SZOXR v Minister for Immigration and Citizenship
[2011] HCASL 181
SZOXR
v
MINISTER FOR IMMIGRATION AND CITIZENSHIP & ANOR
[2011] HCASL 181
S297/2011
The applicant is a citizen of the People's Republic of China. She entered Australia in May 2009 on a student visa. In June 2010 she applied for a protection visa. She claimed to fear persecution in China because of her practice of Falun Gong. The Minister's delegate refused the application.
The applicant sought merits review before the Refugee Review Tribunal ("the Tribunal"). The Tribunal affirmed the delegate's decision. It found that her claims lacked credibility. They were inconsistent and implausible.
An application for judicial review was dismissed by the Federal Magistrates Court (Emmett FM).
An appeal to the Federal Court (Katzmann J) was dismissed.

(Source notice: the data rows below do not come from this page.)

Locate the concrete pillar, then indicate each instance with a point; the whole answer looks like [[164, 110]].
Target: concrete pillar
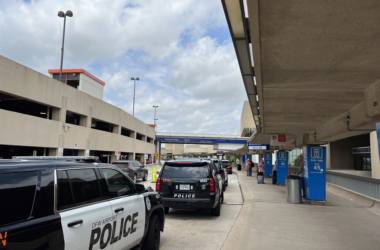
[[116, 129], [375, 164], [114, 158], [53, 151]]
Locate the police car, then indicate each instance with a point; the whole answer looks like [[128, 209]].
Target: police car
[[71, 205], [191, 184]]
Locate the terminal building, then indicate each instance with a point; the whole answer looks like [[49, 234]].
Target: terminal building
[[41, 116]]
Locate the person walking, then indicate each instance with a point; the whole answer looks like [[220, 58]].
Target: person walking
[[260, 173], [238, 163], [249, 167]]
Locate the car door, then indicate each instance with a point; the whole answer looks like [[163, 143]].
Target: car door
[[86, 217], [128, 207]]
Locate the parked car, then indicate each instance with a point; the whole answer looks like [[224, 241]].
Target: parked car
[[191, 184], [219, 166], [227, 165], [71, 205], [134, 169]]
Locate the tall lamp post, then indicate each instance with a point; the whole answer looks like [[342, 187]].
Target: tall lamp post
[[134, 92], [68, 13], [155, 107]]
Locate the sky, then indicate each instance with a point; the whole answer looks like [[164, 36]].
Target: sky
[[181, 50]]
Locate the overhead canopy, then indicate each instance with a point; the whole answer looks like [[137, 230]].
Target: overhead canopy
[[315, 66]]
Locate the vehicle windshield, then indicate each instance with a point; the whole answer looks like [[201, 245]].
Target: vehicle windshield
[[185, 172]]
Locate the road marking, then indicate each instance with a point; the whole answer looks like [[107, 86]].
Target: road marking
[[180, 233]]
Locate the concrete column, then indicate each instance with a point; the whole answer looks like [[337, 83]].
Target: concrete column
[[116, 129], [53, 151], [375, 164], [114, 158], [83, 121]]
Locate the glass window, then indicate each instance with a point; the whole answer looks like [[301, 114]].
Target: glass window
[[185, 172], [84, 185], [118, 184], [65, 196], [17, 192]]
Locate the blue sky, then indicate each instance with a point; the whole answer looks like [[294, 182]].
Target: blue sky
[[181, 50]]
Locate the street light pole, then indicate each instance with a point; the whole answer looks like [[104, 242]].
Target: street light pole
[[134, 92], [155, 107], [69, 13]]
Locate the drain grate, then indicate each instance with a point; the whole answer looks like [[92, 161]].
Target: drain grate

The applicant seeks special leave to appeal from the orders of the Federal Court. Her written case is largely taken up with a recitation of the factual claims that were unsuccessfully advanced before the Tribunal. There is an unparticularised assertion of the non-observance of procedures required to be observed under the Migration Regulations 1994 (Cth). Nothing in the draft notice of appeal or the written case engages with the reasoning of the court below. There is nothing to call into question the correctness of that decision. If special leave to appeal were granted the appeal would have no prospect of succeeding.
The application is dismissed.
Pursuant to r 41.10.5 we direct the Registrar to draw up, sign and seal an order dismissing the application.